= Causing bodily harm by wanton or furious driving =

British vehicular assault misdemeanour

Causing bodily harm by wanton or furious driving is a statutory offence in England and Wales and Northern Ireland. It has been abolished in the Republic of Ireland.

==Statute==
This offence is created by section 35 of the Offences against the Person Act 1861 (drivers of carriages injuring persons by furious driving):

"Whosoever, having the charge of any carriage or vehicle, shall by wanton or furious driving or racing, or other wilful misconduct, or by wilful neglect, do or cause to be done any bodily harm to any person whatsoever, shall be guilty of a misdemeanor, and being convicted thereof shall be liable, at the discretion of the court, to be imprisoned for any term not exceeding two years ..."

This section is printed as amended by section 1(2) of the Criminal Justice Act 1948 and of the Criminal Justice Act (Northern Ireland) 1953.

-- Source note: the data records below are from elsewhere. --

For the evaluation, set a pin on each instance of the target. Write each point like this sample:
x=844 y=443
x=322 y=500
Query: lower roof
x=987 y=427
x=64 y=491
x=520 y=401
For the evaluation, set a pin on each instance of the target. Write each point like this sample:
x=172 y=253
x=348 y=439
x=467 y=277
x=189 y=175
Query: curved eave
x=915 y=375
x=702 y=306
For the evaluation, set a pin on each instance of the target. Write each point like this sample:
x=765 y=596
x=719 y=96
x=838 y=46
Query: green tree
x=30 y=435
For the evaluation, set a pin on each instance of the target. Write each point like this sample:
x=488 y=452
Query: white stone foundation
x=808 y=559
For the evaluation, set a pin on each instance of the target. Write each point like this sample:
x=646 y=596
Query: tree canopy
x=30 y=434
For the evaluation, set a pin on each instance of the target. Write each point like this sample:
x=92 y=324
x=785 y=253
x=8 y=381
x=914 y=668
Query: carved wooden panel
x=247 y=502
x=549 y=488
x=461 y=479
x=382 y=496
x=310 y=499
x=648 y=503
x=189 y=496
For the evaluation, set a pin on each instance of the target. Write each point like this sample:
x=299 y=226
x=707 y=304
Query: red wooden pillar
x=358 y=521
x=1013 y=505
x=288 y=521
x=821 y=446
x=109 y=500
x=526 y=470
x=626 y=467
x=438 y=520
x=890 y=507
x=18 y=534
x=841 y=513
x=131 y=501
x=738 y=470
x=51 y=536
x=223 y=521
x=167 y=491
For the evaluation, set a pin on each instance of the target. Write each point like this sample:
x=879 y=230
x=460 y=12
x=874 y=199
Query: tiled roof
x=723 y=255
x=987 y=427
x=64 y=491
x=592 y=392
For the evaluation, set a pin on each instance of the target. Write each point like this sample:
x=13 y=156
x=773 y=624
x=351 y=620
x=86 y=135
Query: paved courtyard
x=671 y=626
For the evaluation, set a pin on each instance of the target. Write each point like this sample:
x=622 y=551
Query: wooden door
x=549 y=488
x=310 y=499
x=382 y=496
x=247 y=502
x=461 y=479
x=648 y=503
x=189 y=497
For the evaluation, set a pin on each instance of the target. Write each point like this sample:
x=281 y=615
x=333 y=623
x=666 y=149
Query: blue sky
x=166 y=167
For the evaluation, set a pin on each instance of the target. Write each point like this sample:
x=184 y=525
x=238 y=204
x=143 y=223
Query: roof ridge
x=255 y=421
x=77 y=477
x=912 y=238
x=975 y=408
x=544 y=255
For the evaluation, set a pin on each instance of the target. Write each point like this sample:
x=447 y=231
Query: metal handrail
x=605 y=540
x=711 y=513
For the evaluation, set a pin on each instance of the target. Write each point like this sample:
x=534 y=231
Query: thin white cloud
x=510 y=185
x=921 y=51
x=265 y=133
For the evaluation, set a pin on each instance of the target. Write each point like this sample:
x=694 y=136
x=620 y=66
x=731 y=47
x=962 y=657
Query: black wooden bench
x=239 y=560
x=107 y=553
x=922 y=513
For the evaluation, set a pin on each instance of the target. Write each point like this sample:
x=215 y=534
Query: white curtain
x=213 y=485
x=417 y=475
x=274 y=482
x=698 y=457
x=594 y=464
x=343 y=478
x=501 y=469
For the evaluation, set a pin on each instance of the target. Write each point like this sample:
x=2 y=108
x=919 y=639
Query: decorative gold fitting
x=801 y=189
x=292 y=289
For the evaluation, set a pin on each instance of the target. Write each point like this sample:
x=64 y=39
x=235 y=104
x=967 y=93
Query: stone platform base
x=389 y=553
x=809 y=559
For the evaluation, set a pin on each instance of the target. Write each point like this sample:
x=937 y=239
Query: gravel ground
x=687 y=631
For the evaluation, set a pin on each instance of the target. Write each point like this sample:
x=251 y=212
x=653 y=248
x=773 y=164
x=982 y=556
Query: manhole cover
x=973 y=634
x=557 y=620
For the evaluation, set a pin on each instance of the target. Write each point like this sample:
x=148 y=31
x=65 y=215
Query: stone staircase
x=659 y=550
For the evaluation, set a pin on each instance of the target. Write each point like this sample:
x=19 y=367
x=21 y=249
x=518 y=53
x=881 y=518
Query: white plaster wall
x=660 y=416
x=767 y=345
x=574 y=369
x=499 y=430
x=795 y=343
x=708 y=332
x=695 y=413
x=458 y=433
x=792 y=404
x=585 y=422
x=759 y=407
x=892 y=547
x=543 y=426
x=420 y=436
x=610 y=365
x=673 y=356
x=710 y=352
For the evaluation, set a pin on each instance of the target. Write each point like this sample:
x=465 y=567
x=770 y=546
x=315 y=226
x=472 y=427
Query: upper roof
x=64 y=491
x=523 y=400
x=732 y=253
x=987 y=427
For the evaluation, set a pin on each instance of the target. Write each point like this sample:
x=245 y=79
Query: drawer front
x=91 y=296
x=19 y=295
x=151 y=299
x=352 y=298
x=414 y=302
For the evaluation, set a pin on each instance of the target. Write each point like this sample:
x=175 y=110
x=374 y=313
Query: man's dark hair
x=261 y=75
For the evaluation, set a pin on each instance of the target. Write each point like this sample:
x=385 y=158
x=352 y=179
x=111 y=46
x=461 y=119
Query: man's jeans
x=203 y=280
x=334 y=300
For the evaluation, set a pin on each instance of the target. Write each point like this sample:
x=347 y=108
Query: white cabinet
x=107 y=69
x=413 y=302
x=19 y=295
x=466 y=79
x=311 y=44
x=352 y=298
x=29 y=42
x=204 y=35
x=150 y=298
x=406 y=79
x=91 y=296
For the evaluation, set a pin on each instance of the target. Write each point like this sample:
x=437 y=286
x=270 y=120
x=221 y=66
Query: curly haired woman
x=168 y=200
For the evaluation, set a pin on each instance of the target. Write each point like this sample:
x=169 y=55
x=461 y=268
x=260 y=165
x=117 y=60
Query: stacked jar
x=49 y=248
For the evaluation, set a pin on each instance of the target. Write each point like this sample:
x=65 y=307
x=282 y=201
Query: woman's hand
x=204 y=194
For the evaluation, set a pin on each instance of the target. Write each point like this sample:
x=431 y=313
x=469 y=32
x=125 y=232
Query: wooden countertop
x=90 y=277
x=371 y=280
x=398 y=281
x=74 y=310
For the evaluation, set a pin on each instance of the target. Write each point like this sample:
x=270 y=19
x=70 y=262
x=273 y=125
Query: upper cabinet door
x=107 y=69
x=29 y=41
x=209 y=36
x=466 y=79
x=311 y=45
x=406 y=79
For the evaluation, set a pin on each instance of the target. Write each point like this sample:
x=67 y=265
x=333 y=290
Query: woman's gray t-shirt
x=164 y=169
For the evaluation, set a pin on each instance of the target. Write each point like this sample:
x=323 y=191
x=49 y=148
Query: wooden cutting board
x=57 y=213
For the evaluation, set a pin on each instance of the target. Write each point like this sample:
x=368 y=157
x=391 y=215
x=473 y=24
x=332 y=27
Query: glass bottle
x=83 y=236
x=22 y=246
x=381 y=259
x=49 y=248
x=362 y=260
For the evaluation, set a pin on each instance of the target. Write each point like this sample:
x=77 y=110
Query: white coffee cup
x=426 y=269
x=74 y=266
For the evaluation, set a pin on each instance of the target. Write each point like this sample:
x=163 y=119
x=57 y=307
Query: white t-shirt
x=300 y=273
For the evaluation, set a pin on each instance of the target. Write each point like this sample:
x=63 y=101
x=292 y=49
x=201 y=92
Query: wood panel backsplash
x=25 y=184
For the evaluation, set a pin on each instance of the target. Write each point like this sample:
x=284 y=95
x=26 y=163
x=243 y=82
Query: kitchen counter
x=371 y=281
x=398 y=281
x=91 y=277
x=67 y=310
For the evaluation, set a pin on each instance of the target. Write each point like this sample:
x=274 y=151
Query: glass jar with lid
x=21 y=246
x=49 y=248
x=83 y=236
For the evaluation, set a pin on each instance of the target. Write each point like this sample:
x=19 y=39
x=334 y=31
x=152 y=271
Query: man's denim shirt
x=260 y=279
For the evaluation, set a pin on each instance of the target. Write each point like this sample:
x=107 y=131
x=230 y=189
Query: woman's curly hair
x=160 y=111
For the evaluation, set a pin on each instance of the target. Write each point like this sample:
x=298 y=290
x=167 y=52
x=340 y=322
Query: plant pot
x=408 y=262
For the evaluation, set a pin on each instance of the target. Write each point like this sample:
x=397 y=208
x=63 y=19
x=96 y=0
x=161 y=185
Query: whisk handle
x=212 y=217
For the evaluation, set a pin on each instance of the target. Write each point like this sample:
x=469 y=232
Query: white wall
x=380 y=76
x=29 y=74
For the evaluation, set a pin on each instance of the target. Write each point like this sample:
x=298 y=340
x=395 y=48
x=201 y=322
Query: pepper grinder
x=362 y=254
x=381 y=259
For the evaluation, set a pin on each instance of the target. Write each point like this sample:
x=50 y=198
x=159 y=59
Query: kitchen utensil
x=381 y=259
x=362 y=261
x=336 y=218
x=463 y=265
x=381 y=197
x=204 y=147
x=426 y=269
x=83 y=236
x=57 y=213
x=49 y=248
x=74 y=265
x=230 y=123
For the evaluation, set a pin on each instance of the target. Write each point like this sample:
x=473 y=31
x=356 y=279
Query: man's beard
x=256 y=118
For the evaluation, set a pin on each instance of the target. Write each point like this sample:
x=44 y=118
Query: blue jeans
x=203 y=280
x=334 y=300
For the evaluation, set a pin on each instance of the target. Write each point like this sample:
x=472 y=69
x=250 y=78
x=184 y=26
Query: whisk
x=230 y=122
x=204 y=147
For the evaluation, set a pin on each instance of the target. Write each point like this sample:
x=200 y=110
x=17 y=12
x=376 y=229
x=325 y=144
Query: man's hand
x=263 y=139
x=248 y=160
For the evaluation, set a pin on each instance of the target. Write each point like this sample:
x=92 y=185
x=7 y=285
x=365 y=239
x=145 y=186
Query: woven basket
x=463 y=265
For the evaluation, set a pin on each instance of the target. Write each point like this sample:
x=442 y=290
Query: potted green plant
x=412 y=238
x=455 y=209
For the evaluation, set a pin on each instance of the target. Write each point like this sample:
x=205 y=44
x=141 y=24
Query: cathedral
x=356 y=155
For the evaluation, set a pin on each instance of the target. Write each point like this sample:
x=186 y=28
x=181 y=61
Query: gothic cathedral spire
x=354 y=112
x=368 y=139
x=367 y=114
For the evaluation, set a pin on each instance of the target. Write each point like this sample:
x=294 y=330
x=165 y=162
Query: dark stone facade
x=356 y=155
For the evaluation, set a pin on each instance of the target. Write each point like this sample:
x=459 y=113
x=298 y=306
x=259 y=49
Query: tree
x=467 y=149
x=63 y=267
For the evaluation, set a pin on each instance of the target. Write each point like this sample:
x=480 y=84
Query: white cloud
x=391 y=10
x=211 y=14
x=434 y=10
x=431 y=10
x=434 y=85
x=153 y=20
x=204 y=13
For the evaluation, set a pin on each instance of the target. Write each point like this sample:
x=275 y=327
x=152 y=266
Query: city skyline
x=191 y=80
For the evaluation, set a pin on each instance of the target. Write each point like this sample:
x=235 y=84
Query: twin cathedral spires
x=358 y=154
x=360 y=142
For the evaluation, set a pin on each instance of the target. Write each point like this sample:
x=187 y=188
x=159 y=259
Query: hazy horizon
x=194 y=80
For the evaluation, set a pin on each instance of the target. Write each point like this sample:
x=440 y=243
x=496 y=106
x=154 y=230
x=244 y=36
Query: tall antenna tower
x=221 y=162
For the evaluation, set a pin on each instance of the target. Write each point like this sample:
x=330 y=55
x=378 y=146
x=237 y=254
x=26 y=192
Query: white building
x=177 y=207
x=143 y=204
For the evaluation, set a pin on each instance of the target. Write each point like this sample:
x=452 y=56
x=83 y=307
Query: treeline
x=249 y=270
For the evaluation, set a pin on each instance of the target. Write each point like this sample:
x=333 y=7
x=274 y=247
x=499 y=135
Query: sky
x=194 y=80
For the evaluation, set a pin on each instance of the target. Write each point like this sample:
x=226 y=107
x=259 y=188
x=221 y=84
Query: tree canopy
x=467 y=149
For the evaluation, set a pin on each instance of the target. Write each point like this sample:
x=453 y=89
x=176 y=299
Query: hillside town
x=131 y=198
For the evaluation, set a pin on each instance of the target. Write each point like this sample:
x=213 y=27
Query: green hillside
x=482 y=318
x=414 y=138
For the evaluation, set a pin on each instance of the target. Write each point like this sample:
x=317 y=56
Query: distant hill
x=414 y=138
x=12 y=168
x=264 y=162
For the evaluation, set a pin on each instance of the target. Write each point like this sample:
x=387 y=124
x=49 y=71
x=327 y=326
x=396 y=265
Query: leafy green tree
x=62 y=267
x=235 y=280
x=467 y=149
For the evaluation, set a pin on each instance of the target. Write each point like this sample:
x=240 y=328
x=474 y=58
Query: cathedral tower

This section was repealed for the Republic of Ireland by section 70(a) of the Road Traffic Act 2010. In the Republic of Ireland, a person liable to be charged an offence under section 53 of the Road Traffic Act, 1961 was not liable, by reference to the same occurrence, to be charged with an offence under this section.

"Misdemeanour"

The reference to a misdemeanour must now be construed as a reference to an offence.

"Bodily harm"

See bodily harm

In England and Wales, this offence is now used to prosecute:
- drivers of horse-drawn carriages and vehicles
- motorists who cannot be prosecuted for dangerous driving because they were driving elsewhere than on a road or public place, or because they were not warned that prosecution was intended pursuant to section 1 of the Road Traffic Offenders Act 1988
- cyclists who cannot be prosecuted for dangerous cycling because they were cycling elsewhere than on a road, or because they were not warned that prosecution was intended pursuant to section 1 of the Road Traffic Offenders Act 1988

It was used in 2009 to prosecute a death caused by a cyclist collision, which would have fallen outside other laws as it is the closest equivalent to dangerous driving for cyclists. It was used again in 2017 for similar reasons.

==Mode of trial==

In England and Wales, this is an indictable-only offence.

==Sentence==
In England and Wales, this offence is punishable with imprisonment for any term not exceeding two years, as it is in Northern Ireland. In modern times, the offence has been used predominantly to charge cyclists that cause injury to pedestrians.

==Attempt==
The offence of attempting to cause bodily harm by wanton driving requires an intent to cause bodily harm.